A significant security incident involving the widely used npm package “eslint-config-prettier” has been uncovered.
The package, downloaded more than 3.5 billion times, was compromised on July 18 after its maintainer fell victim to a phishing campaign. ReversingLabs’automated detection system and the Socket research team reported the attack the same day.
Malicious versions of the package, along with others maintained by the same developer, were published using stolen credentials. The tampered files contained a script designed to drop the Scavenger remote access Trojan (RAT) on Windows systems.
Although the compromised versions were available for less than two hours, the package’s 36 million weekly downloads meant the potential impact was significant.
How the Attack Spread
According to an advisory published by ReversingLabs last week, the phishing campaign targeted npm maintainers through emails spoofing the official support address.
Victims were lured to a fake npm site with tokenized URLs – an indication of deliberate targeting.
Once the maintainer’scredentials were stolen, attackers released infected versions of several related packages, including eslint-plugin-prettier and synckit.
Complications arose because many projects declare eslint-config-prettier as a direct dependency rather than a devDependency. ReversingLabs identified more than 14,000 such cases, which created an avenue for downstream compromises.
The Role of Automated Updates
Automated tools, such as GitHub’s Dependabot, amplified the damage. These systems can open and merge pull requests to update dependencies without human review.
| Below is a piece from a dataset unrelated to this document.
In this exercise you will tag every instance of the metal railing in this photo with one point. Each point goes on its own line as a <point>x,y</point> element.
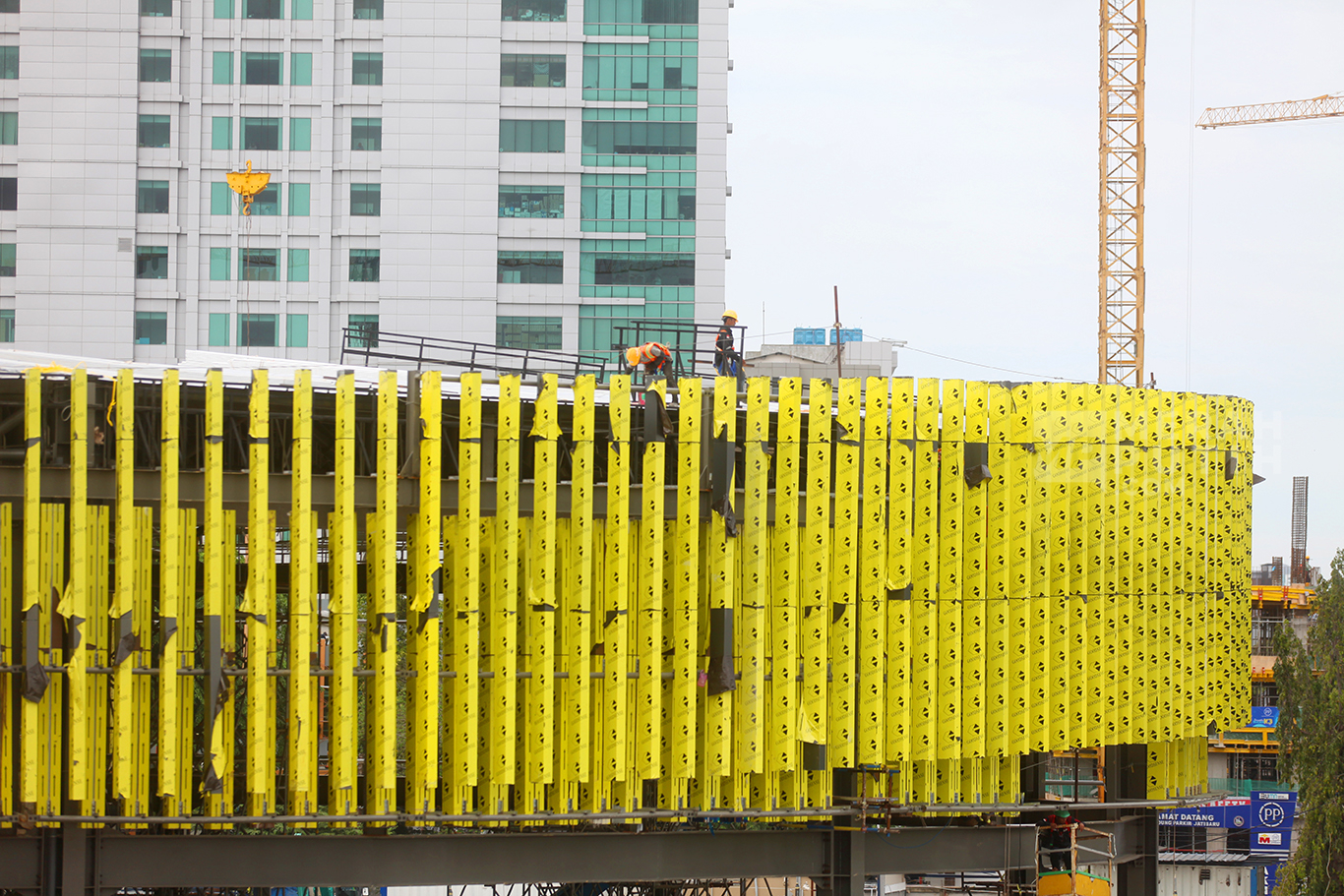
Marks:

Several repositories, including one managed by the European e-bike company Dott, were found to have automatically pulled in malicious versions.
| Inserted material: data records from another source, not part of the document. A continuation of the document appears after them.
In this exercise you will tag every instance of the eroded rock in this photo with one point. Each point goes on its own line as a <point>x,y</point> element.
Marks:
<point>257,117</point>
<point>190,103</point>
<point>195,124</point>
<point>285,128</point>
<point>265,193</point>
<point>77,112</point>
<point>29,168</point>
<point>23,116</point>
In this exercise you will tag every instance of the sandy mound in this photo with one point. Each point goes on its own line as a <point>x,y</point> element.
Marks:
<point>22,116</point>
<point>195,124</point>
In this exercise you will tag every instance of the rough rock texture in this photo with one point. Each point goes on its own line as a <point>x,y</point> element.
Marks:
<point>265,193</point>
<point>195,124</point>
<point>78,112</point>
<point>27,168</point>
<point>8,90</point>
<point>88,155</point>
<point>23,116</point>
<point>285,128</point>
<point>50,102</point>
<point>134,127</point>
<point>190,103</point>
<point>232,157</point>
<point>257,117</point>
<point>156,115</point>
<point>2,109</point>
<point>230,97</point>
While GitHub-hosted runners limit persistence, organizations using self-hosted runners may have faced greater risks.
ReversingLabs detected 46 projects that installed the compromised version during the attack window, including one hosted on a Microsoft-owned repository.
“Even a narrow exposure window can have large repercussions,”the researchers noted.
Lessons for Developers
The incident highlights the challenges of dependency management in modern software development. Automated updating reduces risks from outdated code but can introduce threats when malicious versions slip through.
ReversingLabs recommended several practices:
-
Delay non-critical updates to allow time for detection of malicious versions
-
Separate dependencies from devDependencies
-
Configure build workflows to prevent unnecessary installations in production
-
Avoid merging automated pull requests without manual review
As supply chain attacks increase, researchers emphasize that dependency hygiene and cautious automation are crucial safeguards.